For keyword-based function tokens, each of the eight integers per residue is converted to a "sub-embedding" (Appendix A.1.5.1 line 5), then concatenated to form the perresidue embedding (Appendix A.1.5.1 line 6). For InterPro residue annotations, the inputs are multi-hot. To create an embedding vector, we sum the embeddings for each of the "on" features (equivalent to the matrix-multiply on Appendix A.1.5.1 line 7).
The largest model, 98B has an additional taxonomy track detailed in Appendix A.1.9.2, only enabled in the final $30 \mathrm{~K}$ steps of pre-training.
The embeddings are all summed as input to the first layer in the network architecture.
Algorithm 3 encode_inputs
Input: $\mathrm{x}_{\text {inputs }}=$
$\left\{x_{\text {seq }}, x_{\text {structure }}, x_{\text {ss } 8}, x_{\text {sasa }}, x_{\text {func }}, x_{\text {res }}, x_{\text {plddt }}, x_{\text {avgplddt }}\right\}$
$z_{\text {seq }}=\operatorname{embed}\left(x_{\text {seq }}\right) \quad \triangleright \mathbb{R}^{L \times d}$
$z_{\text {structure }}=\operatorname{embed}\left(x_{\text {structure }}\right) \quad \triangleright \mathbb{R}^{L \times d}$
$z_{\mathrm{ss} 8}=\operatorname{embed}\left(x_{\mathrm{ss} 8}\right) \quad \triangleright \mathbb{R}^{L \times d}$
$z_{\text {sasa }}=\operatorname{embed}\left(x_{\text {sasa }}\right) \quad \triangleright \mathbb{R}^{L \times d}$
$h_{\text {func }, i}=\operatorname{embed}\left(\left[x_{\text {func }}\right]_{:, i}\right) \quad \triangleright \mathbb{R}^{L \times \frac{d}{8}}$
$z_{\text {func }}=\left[h_{\text {func }, 1}\left|h_{\text {func }, 2}\right| \ldots \mid h_{\text {func }, 8}\right] \quad \Delta \mathbb{R}^{L \times d}$
$z_{\text {res }}=x_{\mathrm{res}} W_{\text {res }} \quad \triangleright \mathbb{R}^{L \times d}$
$z_{\text {plddt }}=$ plddt_embed $\left(x_{\text {plddt }}, x_{\text {avgplddt }}\right) \quad \triangleright \mathbb{R}^{L \times d}$
return $z_{\text {seq }}+z_{\text {plddt }}+z_{\text {structure }}+z_{\text {ss } 8}+z_{\text {sasa }}+z_{\text {func }}+z_{\text {res }}$
We use a regressionhead to take in $d$ dimensional last layer hidden features and produce $c{\text {track }}$-dimensional logits for each of the tracks, where $c{\text {track }}$ corresponds to the size of the vocabulary per track. Note that for the keyword function tokens, we produce $c{\text {func }} \times 8$ logits, and softmax over each of the 8 independently when calculating the loss.
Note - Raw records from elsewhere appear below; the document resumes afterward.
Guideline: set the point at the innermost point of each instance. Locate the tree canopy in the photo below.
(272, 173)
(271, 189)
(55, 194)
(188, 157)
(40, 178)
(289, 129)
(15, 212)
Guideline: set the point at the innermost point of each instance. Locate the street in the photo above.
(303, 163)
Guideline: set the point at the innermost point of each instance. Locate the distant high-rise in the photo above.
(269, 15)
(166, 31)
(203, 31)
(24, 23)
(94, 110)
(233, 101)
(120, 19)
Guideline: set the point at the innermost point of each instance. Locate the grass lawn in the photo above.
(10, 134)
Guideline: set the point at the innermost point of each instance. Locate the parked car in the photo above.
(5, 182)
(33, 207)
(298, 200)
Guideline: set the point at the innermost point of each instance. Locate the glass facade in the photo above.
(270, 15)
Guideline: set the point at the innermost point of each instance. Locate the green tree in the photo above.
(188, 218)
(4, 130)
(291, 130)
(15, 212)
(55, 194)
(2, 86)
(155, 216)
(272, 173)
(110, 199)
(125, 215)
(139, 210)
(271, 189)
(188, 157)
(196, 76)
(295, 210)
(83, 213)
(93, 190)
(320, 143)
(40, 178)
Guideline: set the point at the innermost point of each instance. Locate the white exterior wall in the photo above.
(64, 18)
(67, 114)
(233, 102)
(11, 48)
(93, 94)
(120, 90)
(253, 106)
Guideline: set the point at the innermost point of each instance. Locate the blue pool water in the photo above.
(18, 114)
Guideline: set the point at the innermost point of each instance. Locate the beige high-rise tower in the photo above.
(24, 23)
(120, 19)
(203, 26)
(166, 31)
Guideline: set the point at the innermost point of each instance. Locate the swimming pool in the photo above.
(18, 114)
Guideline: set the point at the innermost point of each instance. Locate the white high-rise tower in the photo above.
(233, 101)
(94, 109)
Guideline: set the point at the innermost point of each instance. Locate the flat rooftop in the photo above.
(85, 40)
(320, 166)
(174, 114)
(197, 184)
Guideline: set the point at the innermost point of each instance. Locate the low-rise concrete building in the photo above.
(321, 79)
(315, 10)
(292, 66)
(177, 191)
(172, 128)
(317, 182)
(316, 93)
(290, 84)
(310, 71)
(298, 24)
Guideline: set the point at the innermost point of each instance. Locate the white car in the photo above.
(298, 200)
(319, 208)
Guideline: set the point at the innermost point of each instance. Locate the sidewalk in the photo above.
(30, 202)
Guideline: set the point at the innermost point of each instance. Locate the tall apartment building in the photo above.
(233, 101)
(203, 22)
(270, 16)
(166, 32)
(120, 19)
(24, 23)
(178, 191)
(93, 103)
Algorithm 4 regression_head
Input: $x \in \mathbb{R}^{\cdots \times d}$
1: $z=\operatorname{proj}_{\text {in }}(x)$
2: $z=\operatorname{GeLU}(z)$
3: $z=\operatorname{LayerNorm}(z)$
4: $z=\operatorname{proj}_{\text {out }}(z)$
return $z$
Except for structure coordinates, we output predictions for each of the tracks detailed in Appendix A.1.5.1: (a) sequence, (b) structure tokens, (c) SS8, (d) quantized SASA, (e) function keyword tokens and (f) residue (InterPro) annotation binary features.
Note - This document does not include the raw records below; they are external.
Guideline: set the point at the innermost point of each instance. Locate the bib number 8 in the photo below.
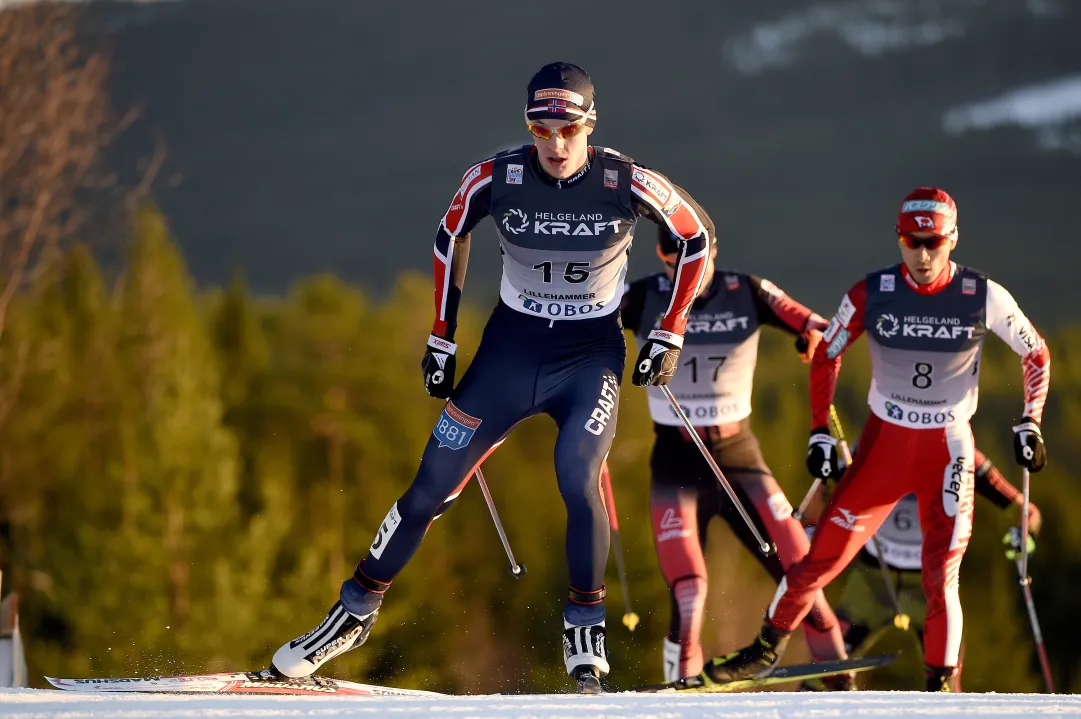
(922, 377)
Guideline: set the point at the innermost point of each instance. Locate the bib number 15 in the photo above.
(576, 273)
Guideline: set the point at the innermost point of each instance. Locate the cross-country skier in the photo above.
(925, 320)
(865, 608)
(714, 386)
(564, 212)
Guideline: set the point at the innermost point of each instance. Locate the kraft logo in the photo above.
(848, 520)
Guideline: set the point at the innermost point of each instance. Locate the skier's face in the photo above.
(926, 254)
(561, 157)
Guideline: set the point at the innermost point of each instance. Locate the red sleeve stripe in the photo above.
(685, 287)
(443, 265)
(1037, 369)
(685, 222)
(479, 175)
Except for the multi-hot residue annotations, all other tracks are predicted as a categorical distribution over possible tokens.
As mentioned in Appendix A.1.5.1, ESM3 processes structural information in two independent ways: Geometric Attention Described in Algorithm 6, this leverages fine-grained 3D information via conditioning on exact coordinates. We find that conditioning on coordinates is critical to good inverse folding performance. Coordinates are only used as model inputs.
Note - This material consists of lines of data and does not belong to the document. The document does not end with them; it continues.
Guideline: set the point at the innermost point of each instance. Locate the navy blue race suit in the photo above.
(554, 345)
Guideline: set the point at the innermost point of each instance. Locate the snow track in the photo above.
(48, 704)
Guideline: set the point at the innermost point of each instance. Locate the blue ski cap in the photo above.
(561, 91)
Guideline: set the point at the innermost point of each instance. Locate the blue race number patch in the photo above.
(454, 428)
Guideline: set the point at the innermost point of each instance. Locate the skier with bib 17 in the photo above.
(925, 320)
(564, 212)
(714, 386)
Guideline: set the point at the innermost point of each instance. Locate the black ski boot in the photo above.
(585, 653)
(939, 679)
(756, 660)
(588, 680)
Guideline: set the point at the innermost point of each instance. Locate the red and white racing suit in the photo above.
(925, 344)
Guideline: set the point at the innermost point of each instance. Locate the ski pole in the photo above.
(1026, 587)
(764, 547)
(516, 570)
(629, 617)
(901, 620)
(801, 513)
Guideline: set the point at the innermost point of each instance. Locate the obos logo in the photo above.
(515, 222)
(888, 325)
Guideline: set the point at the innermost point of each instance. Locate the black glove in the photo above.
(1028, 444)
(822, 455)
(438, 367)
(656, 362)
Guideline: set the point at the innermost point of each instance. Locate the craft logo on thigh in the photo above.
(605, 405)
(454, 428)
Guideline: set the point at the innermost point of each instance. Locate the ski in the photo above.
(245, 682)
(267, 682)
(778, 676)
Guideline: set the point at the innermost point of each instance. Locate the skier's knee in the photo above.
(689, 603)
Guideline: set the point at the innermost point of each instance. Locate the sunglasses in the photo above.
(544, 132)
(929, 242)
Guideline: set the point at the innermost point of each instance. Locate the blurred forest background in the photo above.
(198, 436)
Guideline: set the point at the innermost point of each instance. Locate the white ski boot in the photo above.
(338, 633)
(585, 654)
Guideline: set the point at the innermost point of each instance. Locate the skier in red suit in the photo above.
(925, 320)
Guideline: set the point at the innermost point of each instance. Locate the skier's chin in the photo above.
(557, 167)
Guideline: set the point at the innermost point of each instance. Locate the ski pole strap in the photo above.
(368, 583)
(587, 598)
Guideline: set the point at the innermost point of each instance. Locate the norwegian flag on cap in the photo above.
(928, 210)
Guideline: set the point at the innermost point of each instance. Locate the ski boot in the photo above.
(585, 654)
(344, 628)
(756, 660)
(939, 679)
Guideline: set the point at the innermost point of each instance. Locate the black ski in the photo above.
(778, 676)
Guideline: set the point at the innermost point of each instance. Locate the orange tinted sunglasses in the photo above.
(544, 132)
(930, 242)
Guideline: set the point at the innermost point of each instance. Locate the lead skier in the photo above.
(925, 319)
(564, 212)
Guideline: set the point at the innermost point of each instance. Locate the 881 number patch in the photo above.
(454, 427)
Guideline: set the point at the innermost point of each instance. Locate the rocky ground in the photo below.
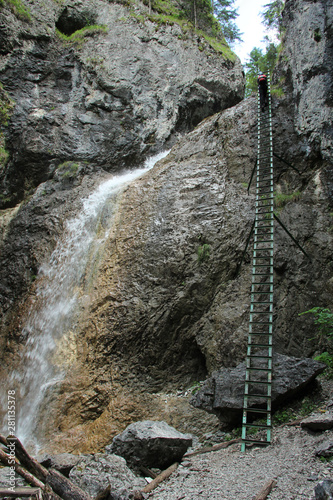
(229, 474)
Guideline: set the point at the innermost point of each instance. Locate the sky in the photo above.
(249, 23)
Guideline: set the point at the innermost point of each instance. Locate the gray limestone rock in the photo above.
(324, 490)
(94, 473)
(150, 444)
(325, 449)
(223, 392)
(319, 421)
Structure Tokens Described in Appendix A.1.7, structure tokens enable faster learning due to rich local neighborhood semantics being compressed into tokens. Structure tokens are generally used as model outputs.
Geometric attention enables high-throughput encoding of protein structures. Protein backbone structure can be represented by the relative distance and orientation of frames defined by each residue's backbone coordinates. Reasoning over the relative orientation of frames is important to capture the local backbone geometry when only partial structure is provided. Geometric attention is an $S E(3)$ invariant allto-all attention mechanism which reasons over the relative distances and orientations of all defined frames in the input (Fig. S2). Because this attention operation can be realized using the same computational primitives as attention, it is readily scalable.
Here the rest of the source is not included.